TAMPA — U.S. Central Command received a mild rebuke in a Pentagon inspector general's preliminary report that found inappropriate or mishandled credit card purchases for items ranging from commemorative coins to cigar boxes.
The Jan. 25 report said CentCom "wasted funds by procuring prohibited items" and risked their loss or theft by not documenting them in inventory records. CentCom, headquartered at MacDill Air Force Base, is the lead command for the wars in Iraq and Afghanistan.
The report describes a technical violation of purchasing procedures and does not accused anyone at CentCom of buying items for personal use. CentCom said all the purchases had a legitimate purpose.
"These are all relatively minor purchases," Army Lt. Col. Michael Lawhorn, a CentCom spokesman, said Thursday. "That doesn't mean they aren't important. Taxpayers have a right to expect that we will be good stewards of their money and we intend to fulfill our obligations to do that."
He said the command has taken corrective steps.
The credit card program, which is overseen by officials at MacDill's 6th Air Mobility Wing, allows authorized personnel at CentCom to buy items worth less than $3,000 at private vendors or stores without competitive bids.
The IG examined a tiny slice of the $7.9 million in purchases made by CentCom in the fiscal year ending July 1, 2009. Of the nearly 7,000 purchases in that time frame, the IG examined 120 and found 10 of those were "inappropriate."
One example is the $4,230 in commemorative coins, which CentCom's commander hands out as rewards to personnel as he travels around the world. The IG said Pentagon rules do not allow the purchase of such coins through the credit card program.
And the IG report, expected to be finalized later this year, said CentCom also violated program rules by splitting this and other purchases — using two credit card transactions to get around a $3,000 limit on purchases.

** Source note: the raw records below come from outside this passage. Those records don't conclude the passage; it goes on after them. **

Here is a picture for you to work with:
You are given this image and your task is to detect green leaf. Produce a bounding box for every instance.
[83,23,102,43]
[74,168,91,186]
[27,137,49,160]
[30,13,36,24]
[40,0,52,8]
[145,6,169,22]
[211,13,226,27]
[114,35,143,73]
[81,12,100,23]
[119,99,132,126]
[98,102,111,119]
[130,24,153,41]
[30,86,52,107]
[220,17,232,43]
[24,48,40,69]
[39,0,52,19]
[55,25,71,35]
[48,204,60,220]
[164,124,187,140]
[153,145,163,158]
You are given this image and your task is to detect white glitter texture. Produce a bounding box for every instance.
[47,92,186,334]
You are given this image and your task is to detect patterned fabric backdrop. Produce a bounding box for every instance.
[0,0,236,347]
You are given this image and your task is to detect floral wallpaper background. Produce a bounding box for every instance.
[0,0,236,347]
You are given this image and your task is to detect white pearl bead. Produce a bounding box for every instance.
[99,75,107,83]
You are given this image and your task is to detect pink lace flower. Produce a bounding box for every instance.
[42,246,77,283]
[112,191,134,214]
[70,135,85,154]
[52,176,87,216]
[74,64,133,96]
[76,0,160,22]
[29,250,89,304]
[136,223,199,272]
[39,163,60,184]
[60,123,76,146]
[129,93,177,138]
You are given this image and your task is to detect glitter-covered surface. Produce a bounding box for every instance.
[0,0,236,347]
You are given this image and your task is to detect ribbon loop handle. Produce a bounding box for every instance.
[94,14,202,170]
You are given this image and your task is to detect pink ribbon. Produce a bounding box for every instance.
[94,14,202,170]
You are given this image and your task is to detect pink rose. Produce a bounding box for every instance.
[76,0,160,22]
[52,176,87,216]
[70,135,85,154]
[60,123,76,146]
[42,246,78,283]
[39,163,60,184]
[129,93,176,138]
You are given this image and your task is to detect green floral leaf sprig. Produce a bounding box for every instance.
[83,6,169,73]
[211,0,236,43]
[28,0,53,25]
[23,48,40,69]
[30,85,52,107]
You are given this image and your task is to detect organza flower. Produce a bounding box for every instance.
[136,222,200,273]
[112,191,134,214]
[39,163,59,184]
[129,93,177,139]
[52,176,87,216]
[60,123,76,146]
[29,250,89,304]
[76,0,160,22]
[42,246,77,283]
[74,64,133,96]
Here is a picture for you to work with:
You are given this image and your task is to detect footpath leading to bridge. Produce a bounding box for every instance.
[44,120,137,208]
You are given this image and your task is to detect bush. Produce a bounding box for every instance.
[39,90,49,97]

The report said other items bought with the credit cards were appropriate because they were acquired with funds set aside to buy gifts for distinguished citizens or foreign dignitaries. The cigar boxes, 25 clocks and 40 pen sets were bought for those purposes, the report said.
But the cigar boxes and other items were not recorded in inventory, risking their loss or theft, the report said. And the pens and clocks were purchased in another split transaction.
Other items that were not recorded in inventory included two Kawasaki utility vehicles called Mules worth $20,000 and $9,000 in GPS systems.
The report also noted it initially questioned the purchase of three televisions for the "new commander's office" because of a lack of supporting documentation. The TVs cost $2,100. The report does not identify that commander.
But records were later found and the TVs were deemed a legitimate expense.
The report noted officials at the 6th Air Mobility Wing at MacDill — a separate command from CentCom — failed to ensure that those using the cards had undergone proper training. The wing has since taken appropriate steps to fix that issue.